OGH 22Ns2/22x

OGH22Ns2/22x31.8.2022

Der Oberste Gerichtshof als Disziplinargericht für Rechtsanwälte und Rechtsanwaltsanwärter hat am 31. August 2022 durch den Senatspräsidenten des Obersten Gerichtshofs Prof. Dr. Lässig als Vorsitzenden, die Senatspräsidentin des Obersten Gerichtshofs Dr. Fichtenau als Richterin sowie die Rechtsanwälte Dr. Jilek und Dr. Kretschmer als Anwaltsrichter in der Disziplinarsache gegen *, Rechtsanwalt in *, AZ D 72/22 des Disziplinarrats der Rechtsanwaltskammer Wien, über den Antrag des Disziplinarrats auf Übertragung der Durchführung des Disziplinarverfahrens an einen anderen Disziplinarrat nach Anhörung der Generalprokuratur nichtöffentlich (§ 62 Abs 1 zweiter Satz OGH‑Geo 2019) den

Beschluss

gefasst:

European Case Law Identifier: ECLI:AT:OGH0002:2022:0220NS00002.22X.0831.000

 

Spruch:

Die Durchführung des Disziplinarverfahrens wird dem Disziplinarrat der Rechtsanwaltskammer Niederösterreich übertragen.

 

Gründe:

[1] Beim Disziplinarrat der Rechtsanwaltskammer Wien wurde gegen *, Rechtsanwalt in *, zu AZ D 27/22 Disziplinaranzeige erstattet (ON 1). Am 7. Juni 2022 zeigte der Disziplinarrat mit der Begründung, dass der Angezeigte Mitglied des Disziplinarrats der Rechtsanwaltskammer Wien sei, die Befangenheit aller seiner Mitglieder an und beantragte demzufolge die Übertragung der Durchführung des Disziplinarverfahrens an einen anderen Disziplinarrat (ON 2).

Rechtliche Beurteilung

[2] Gemäß § 25 Abs 1 erster Satz DSt kann die Durchführung des Disziplinarverfahrens wegen Befangenheit der Mitglieder des Disziplinarrats oder aus anderen wichtigen Gründen auf Antrag des Beschuldigten, des Kammeranwalts oder des Disziplinarrats selbst einem anderen Disziplinarrat übertragen werden.
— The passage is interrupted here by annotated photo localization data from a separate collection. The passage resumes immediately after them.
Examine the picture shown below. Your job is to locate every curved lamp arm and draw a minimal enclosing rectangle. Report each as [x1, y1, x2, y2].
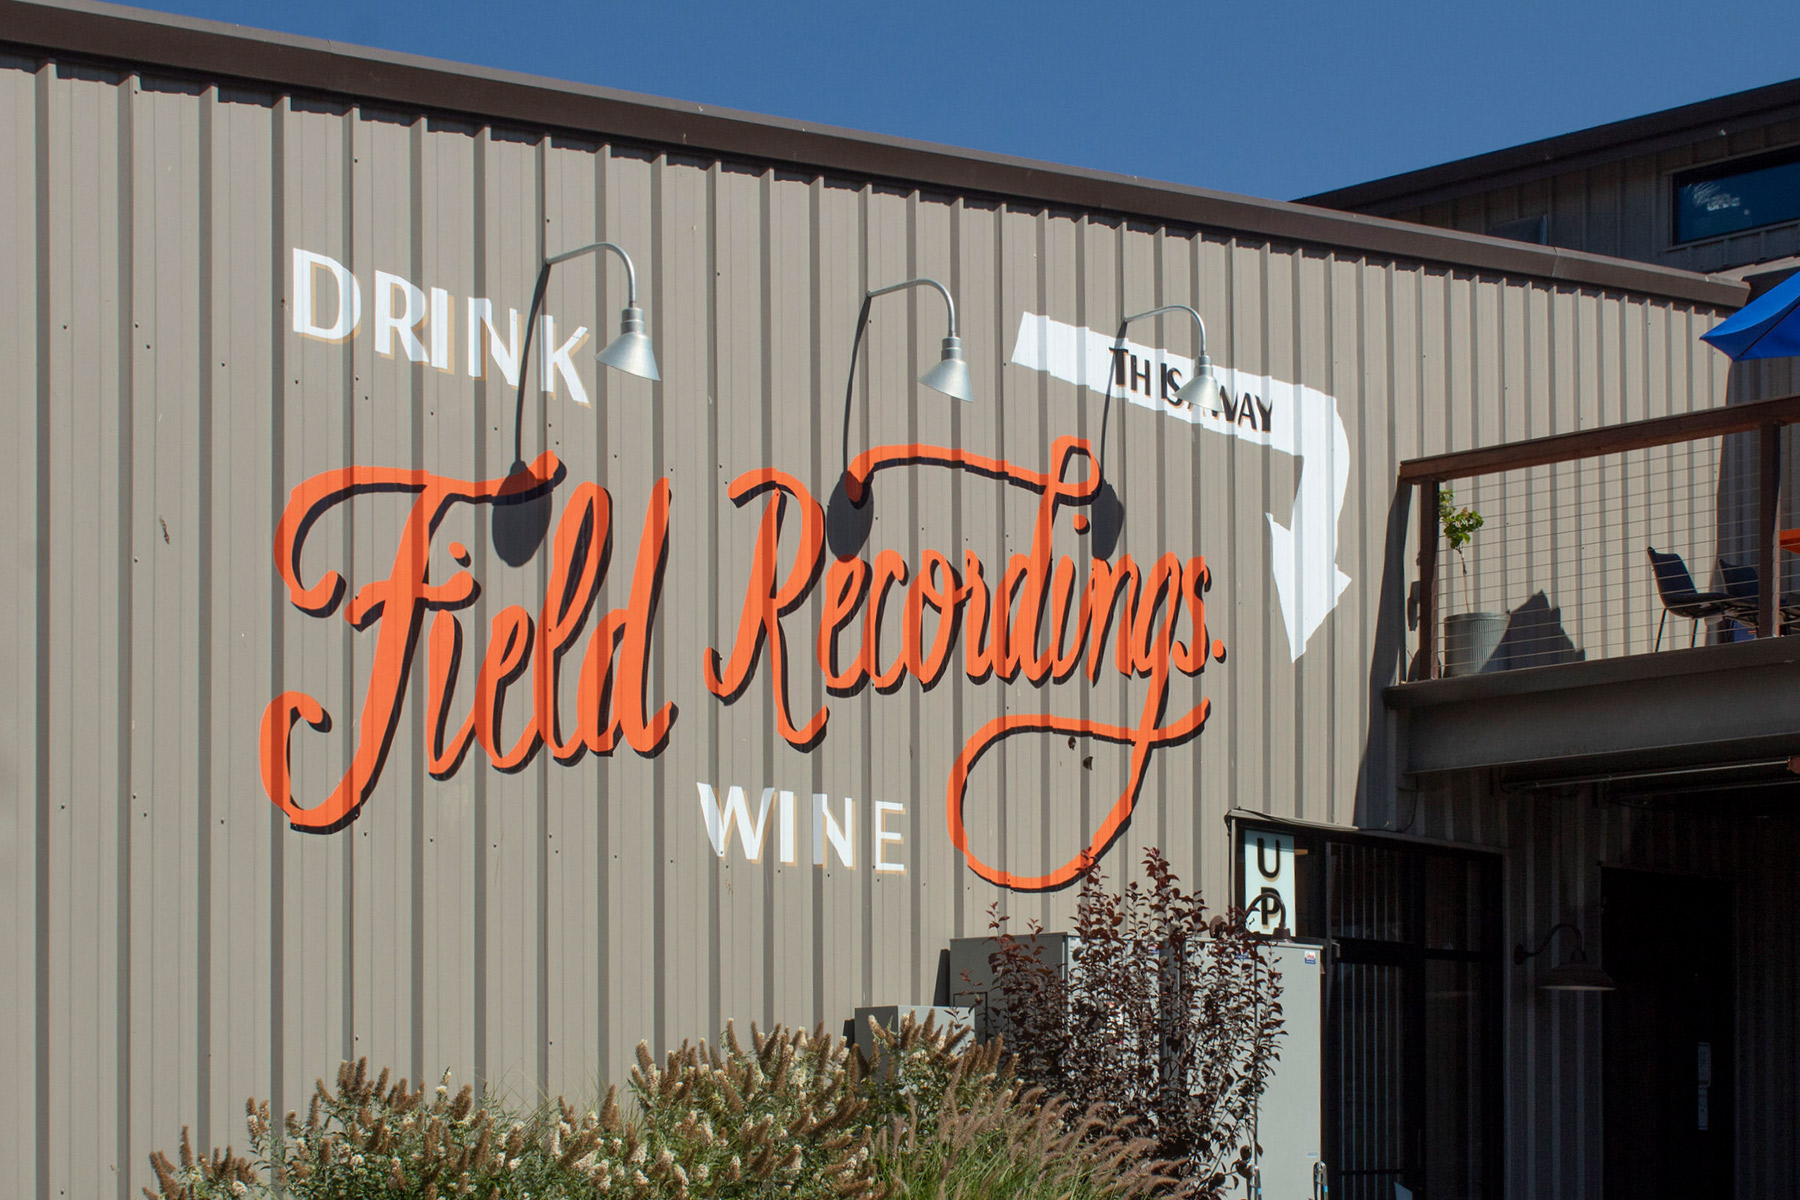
[545, 240, 639, 301]
[1114, 303, 1222, 413]
[1514, 920, 1588, 964]
[867, 275, 958, 337]
[1119, 302, 1204, 349]
[1090, 301, 1223, 503]
[840, 276, 972, 501]
[493, 240, 656, 568]
[510, 240, 655, 467]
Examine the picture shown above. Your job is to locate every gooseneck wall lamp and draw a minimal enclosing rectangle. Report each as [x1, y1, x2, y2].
[1514, 921, 1617, 992]
[823, 276, 972, 557]
[1084, 302, 1225, 560]
[495, 240, 660, 566]
[511, 240, 661, 465]
[840, 277, 972, 487]
[854, 276, 974, 406]
[1113, 304, 1225, 415]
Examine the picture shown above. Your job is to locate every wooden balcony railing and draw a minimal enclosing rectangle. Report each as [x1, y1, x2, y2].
[1399, 392, 1800, 680]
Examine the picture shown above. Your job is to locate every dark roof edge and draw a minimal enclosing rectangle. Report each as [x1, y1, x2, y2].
[2, 0, 1748, 311]
[1298, 76, 1800, 215]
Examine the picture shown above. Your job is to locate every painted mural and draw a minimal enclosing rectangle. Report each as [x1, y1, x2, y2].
[265, 248, 1349, 892]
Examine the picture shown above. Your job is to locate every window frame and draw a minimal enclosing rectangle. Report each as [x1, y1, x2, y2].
[1670, 143, 1800, 246]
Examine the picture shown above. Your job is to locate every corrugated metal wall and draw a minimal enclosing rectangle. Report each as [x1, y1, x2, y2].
[1385, 773, 1800, 1200]
[1387, 121, 1800, 275]
[0, 52, 1752, 1200]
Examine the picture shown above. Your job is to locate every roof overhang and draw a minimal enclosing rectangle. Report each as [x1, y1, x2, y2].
[1299, 76, 1800, 218]
[0, 0, 1751, 311]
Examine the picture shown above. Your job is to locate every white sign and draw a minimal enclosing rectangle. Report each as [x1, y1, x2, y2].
[695, 782, 906, 873]
[1009, 313, 1352, 661]
[1241, 829, 1295, 936]
[291, 247, 595, 404]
[3] Wenngleich das Disziplinarverfahren erst ab der Bestellung eines Untersuchungskommissärs (§ 22 Abs 3 DSt) anhängig ist (RIS‑Justiz RS0119913; Engelhart/Hoffmann/Lehner/Rohregger/Vitek, RAO10 § 22 DSt Rz 8; vgl auch RIS‑Justiz RS0056852), stellt die Rechtsprechung in Bezug auf die Möglichkeit einer Delegierung im Sinn des § 25 Abs 1 DSt nicht auf die formale Einleitung eines Disziplinarverfahrens, sondern – im Wege der Analogie – darauf ab, ob das Gesetz dem Disziplinarrat eine disziplinarrechtliche Kompetenz einräumt (vgl RIS‑Justiz RS0119913 [T1 und T3]).
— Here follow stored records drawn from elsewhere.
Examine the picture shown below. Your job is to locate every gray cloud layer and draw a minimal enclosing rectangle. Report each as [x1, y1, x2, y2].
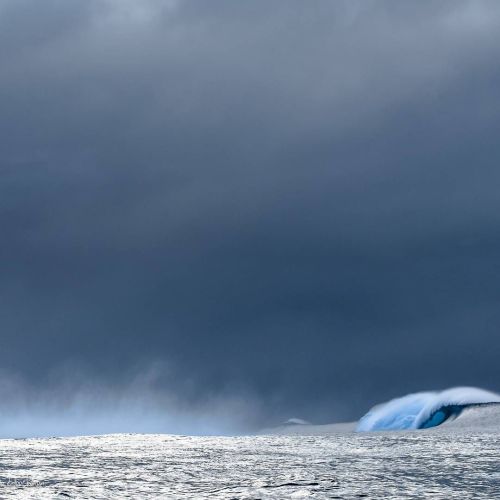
[1, 0, 500, 428]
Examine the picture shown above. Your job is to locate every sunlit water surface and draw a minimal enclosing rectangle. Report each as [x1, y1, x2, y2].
[0, 431, 499, 499]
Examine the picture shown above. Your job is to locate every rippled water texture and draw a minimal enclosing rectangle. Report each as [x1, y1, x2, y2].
[0, 429, 499, 499]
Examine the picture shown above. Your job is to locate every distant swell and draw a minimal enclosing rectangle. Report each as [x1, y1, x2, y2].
[356, 387, 500, 431]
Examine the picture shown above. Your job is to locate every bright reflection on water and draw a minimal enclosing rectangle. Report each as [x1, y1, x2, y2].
[0, 431, 498, 498]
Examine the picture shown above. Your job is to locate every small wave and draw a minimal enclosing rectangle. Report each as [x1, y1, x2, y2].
[356, 387, 500, 431]
[283, 418, 311, 425]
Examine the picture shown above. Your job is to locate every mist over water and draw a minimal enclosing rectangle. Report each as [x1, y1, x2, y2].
[0, 367, 262, 438]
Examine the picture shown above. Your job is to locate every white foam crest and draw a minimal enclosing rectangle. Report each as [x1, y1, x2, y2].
[413, 387, 500, 429]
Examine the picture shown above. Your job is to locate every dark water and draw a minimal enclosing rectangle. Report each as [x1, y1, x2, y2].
[0, 430, 499, 499]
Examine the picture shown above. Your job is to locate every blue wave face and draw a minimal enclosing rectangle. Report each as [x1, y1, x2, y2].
[419, 405, 464, 429]
[356, 387, 500, 432]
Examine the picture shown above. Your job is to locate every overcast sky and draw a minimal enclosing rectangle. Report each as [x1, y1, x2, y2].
[1, 0, 500, 428]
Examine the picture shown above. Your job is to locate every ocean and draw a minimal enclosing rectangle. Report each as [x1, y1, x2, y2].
[0, 423, 499, 499]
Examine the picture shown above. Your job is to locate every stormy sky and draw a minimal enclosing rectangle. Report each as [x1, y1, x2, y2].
[1, 0, 500, 430]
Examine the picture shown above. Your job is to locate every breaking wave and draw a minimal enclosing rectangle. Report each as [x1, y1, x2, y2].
[356, 387, 500, 431]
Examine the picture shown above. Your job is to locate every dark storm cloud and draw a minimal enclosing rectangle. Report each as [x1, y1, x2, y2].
[1, 0, 500, 428]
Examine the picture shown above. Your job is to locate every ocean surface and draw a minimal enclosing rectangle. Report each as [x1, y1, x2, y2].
[0, 423, 499, 499]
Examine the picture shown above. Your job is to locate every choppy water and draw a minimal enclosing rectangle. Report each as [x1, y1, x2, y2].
[0, 430, 499, 499]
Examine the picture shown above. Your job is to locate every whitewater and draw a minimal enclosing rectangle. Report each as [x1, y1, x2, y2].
[0, 386, 499, 499]
[356, 386, 500, 431]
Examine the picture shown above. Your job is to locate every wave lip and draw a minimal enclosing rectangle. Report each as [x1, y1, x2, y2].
[356, 387, 500, 432]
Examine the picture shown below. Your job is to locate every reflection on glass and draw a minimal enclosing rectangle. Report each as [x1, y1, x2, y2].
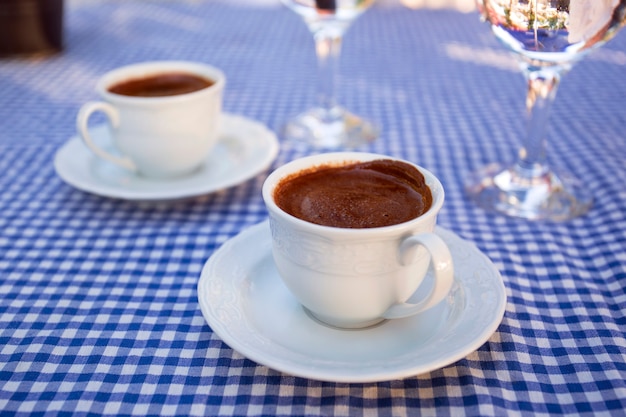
[466, 0, 626, 220]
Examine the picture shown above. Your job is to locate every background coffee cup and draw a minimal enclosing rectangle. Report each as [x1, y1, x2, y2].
[262, 152, 454, 329]
[76, 61, 225, 178]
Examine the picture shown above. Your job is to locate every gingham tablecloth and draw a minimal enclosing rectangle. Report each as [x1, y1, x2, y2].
[1, 1, 625, 416]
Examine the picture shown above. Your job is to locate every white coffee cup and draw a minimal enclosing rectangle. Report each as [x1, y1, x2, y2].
[76, 61, 225, 178]
[262, 152, 454, 329]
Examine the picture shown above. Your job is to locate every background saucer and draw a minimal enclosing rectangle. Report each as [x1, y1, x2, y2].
[54, 114, 279, 201]
[198, 221, 507, 383]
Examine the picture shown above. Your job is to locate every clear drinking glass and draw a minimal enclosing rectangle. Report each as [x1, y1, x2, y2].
[282, 0, 378, 149]
[466, 1, 625, 221]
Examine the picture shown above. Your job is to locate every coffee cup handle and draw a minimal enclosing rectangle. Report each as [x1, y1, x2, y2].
[76, 101, 137, 172]
[382, 232, 454, 319]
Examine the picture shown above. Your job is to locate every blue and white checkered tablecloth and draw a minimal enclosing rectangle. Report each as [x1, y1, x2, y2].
[1, 0, 625, 415]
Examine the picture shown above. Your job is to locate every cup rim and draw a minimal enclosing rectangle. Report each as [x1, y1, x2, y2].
[262, 152, 445, 236]
[96, 60, 225, 104]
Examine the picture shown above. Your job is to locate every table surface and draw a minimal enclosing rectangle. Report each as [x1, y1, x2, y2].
[1, 0, 625, 416]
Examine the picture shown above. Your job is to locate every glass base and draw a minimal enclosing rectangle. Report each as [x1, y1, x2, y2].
[282, 106, 378, 149]
[465, 163, 593, 221]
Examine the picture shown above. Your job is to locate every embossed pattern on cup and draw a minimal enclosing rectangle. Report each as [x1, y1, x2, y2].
[269, 216, 431, 276]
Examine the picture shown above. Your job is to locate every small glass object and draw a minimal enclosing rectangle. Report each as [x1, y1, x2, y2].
[282, 0, 378, 149]
[467, 0, 625, 221]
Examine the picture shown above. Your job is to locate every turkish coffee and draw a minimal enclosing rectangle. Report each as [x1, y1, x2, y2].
[108, 72, 214, 97]
[274, 159, 432, 229]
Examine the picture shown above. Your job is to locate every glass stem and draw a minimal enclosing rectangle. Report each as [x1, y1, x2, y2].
[313, 28, 343, 113]
[516, 69, 561, 177]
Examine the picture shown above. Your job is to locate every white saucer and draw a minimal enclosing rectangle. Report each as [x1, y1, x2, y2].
[198, 221, 507, 383]
[54, 114, 279, 201]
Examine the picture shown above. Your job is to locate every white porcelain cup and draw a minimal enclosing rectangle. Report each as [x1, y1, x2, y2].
[76, 61, 225, 178]
[262, 152, 454, 329]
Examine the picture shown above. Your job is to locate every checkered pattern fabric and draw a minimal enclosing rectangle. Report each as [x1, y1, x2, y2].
[1, 1, 625, 415]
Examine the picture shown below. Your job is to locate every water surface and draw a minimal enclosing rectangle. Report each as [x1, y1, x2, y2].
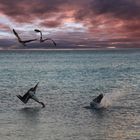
[0, 49, 140, 140]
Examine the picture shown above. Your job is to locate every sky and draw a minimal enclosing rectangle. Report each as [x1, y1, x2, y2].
[0, 0, 140, 49]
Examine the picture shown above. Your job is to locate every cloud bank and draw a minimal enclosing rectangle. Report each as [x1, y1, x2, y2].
[0, 0, 139, 49]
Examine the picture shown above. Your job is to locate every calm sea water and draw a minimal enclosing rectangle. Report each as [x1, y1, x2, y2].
[0, 49, 140, 140]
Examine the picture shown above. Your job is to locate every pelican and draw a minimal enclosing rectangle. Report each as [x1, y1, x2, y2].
[34, 29, 56, 46]
[84, 94, 104, 109]
[16, 82, 45, 108]
[13, 29, 37, 46]
[90, 94, 104, 108]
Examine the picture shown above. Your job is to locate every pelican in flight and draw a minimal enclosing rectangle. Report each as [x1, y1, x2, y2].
[34, 29, 56, 46]
[16, 82, 45, 108]
[13, 29, 37, 46]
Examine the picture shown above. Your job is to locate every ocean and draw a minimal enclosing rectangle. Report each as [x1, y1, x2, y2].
[0, 49, 139, 140]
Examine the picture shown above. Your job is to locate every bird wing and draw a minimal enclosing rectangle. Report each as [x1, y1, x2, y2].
[16, 92, 31, 104]
[32, 82, 39, 92]
[44, 38, 56, 46]
[13, 29, 22, 42]
[23, 39, 37, 43]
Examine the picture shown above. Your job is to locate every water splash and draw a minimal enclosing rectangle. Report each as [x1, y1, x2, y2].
[100, 84, 134, 108]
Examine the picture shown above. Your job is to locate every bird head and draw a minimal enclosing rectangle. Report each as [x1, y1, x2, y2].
[34, 29, 41, 32]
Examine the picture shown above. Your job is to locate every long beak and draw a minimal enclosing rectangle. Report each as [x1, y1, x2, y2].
[40, 102, 45, 108]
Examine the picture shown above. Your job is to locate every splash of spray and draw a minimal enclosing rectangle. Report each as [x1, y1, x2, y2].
[100, 84, 133, 108]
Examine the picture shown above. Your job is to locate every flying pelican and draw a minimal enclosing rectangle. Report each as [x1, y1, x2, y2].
[16, 82, 45, 108]
[13, 29, 37, 46]
[34, 29, 56, 46]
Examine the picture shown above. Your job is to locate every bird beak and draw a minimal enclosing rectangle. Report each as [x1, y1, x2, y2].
[40, 102, 45, 108]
[4] Da § 22 Abs 1 DSt dem Disziplinarrat die Kompetenz zuweist, einlangende Anzeigen wegen eines Disziplinarvergehens dem Kammeranwalt zuzuleiten, ist § 25 Abs 1 DSt somit auch auf das in Rede stehende Stadium anzuwenden (22 Ns 1/22z, RIS‑Justiz RS0133952).

[5] Der Umstand, dass sich die Disziplinaranzeige gegen ein Mitglied des nach dem Gesetz zur Entscheidung berufenen Disziplinarrats richtet, stellt einen Delegierungsgrund im Sinn des § 25 Abs 1 DSt dar, der zur Vermeidung des Anscheins einer Parteilichkeit der Entscheidungsträger die Übertragung der Durchführung des Verfahrens an einen anderen Disziplinarrat notwendig macht (RIS‑Justiz RS0055477 [T5] und RS0055618, jüngst 21 Ns 1/22t).

[6] Es war daher dem Antrag des Disziplinarrats der Rechtsanwaltskammer Wien Folge zu geben und die Sache dem Disziplinarrat der Rechtsanwaltskammer Niederösterreich zu delegieren.